Fastmail also allows you to sync contacts with Thunderbird (via a plugin) and with your phone (via CardDAV). I’m not using CardDAV on my phone but I am using it with Thunderbird. What that means is between the calendar, mail, and contacts, that Thunderbird is like an enterprise client. I think of it as Outlook, only faster.
FastMail always had good security options but just pushed out a big update a few weeks ago. They simplified their security tools, making them more like other services. The updates included easier-to-implement two-factor authentication and application-specific passwords. What I like (and appreciate) about the application passwords is that they’re data-specific, so the CalDAV password Fastmail generated for my phone doesn’t provide access to my mail or contacts. And if you lose or retire a device, you can go into FastMail and pull the access. Just make sure you clearly name your application-specific credentials.
The web interface times out after a few hours of inactivity, which is actually kind of annoying on a personal level. But I’m enough of an adult to understand it’s a good feature from a security perspective.
FastMail is based in Australia, which is a privacy-centric country. Privacy wasn’t a huge factor in switching to FastMail, but it’s a nice plus.
FastMail isn’t free, although there is a free 30-day trial. Prices range from $30/year for barebones email without domain management to $90/year for a business class account. I’m grandfathered into $40/year package, but they have something comparable, with more storage, for $50/year. As I’ve mentioned before, I like paying for services since it gives me recourse if something doesn’t work. And less than $5/month is a small price to pay for something as important as email. And your calendar. And your contacts…
FastMail isn’t a Linux product per se, but it uses lots of open standards so that you can interface with it effectively using your own tools. You’re not locked in to one client or tool. And that’s the beauty and dream of Linux-—to use your own tools the way you want to.

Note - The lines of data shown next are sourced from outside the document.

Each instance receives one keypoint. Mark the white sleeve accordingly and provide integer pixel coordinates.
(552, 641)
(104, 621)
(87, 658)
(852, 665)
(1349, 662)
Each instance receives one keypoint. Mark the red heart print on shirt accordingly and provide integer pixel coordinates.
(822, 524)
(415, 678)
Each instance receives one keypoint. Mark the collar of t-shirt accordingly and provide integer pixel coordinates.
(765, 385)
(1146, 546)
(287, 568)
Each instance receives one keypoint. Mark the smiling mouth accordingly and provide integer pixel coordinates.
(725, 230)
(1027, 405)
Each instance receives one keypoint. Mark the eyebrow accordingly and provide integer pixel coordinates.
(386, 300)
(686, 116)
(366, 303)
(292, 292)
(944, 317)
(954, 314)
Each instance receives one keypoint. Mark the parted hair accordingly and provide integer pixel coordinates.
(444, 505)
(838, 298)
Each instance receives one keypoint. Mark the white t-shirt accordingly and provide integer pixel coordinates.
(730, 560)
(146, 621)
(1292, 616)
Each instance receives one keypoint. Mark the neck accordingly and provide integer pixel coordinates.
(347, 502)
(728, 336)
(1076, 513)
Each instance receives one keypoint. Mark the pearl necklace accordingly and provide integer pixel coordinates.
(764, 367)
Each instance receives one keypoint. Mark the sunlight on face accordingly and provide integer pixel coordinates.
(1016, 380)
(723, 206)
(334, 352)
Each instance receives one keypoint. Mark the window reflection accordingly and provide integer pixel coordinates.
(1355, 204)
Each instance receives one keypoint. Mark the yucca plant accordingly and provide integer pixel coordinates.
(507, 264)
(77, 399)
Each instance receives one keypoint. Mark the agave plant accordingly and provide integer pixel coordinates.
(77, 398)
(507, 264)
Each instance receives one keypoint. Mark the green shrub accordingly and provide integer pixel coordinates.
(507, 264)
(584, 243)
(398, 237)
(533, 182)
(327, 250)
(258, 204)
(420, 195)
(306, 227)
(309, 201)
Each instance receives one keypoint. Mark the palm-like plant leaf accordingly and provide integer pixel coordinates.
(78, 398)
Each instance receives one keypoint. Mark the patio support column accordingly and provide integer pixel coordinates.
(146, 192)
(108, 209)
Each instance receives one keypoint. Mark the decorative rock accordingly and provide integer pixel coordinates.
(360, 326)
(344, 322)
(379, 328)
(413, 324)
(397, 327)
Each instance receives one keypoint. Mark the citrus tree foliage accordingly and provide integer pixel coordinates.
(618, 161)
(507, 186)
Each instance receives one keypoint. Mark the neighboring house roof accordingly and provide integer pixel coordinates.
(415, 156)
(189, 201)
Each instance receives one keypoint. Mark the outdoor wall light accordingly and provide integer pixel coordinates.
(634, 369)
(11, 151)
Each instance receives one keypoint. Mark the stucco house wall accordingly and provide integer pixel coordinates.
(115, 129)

I was looking for an old email a few days ago and I wound up in Google Inbox, which is an alternative interface to Gmail. It felt like Google was trying to handle my email for me and I didn’t appreciate it. FastMail lets me choose how my email is handled. Which is the way it should be.
I’m actually embarrassed I didn’t move to FastMail sooner. It’s a great, open product that any Linux user should love.
If you’re trapped in a proprietary email system, why not buy a domain, sign-up for FastMail, and free yourself?
What works: Everything! The email. The calendar. The speed. The service.
What doesn’t work: Nothing!
Who should work with it: Anyone who doesn’t want to be trapped in proprietary email and calendar environments.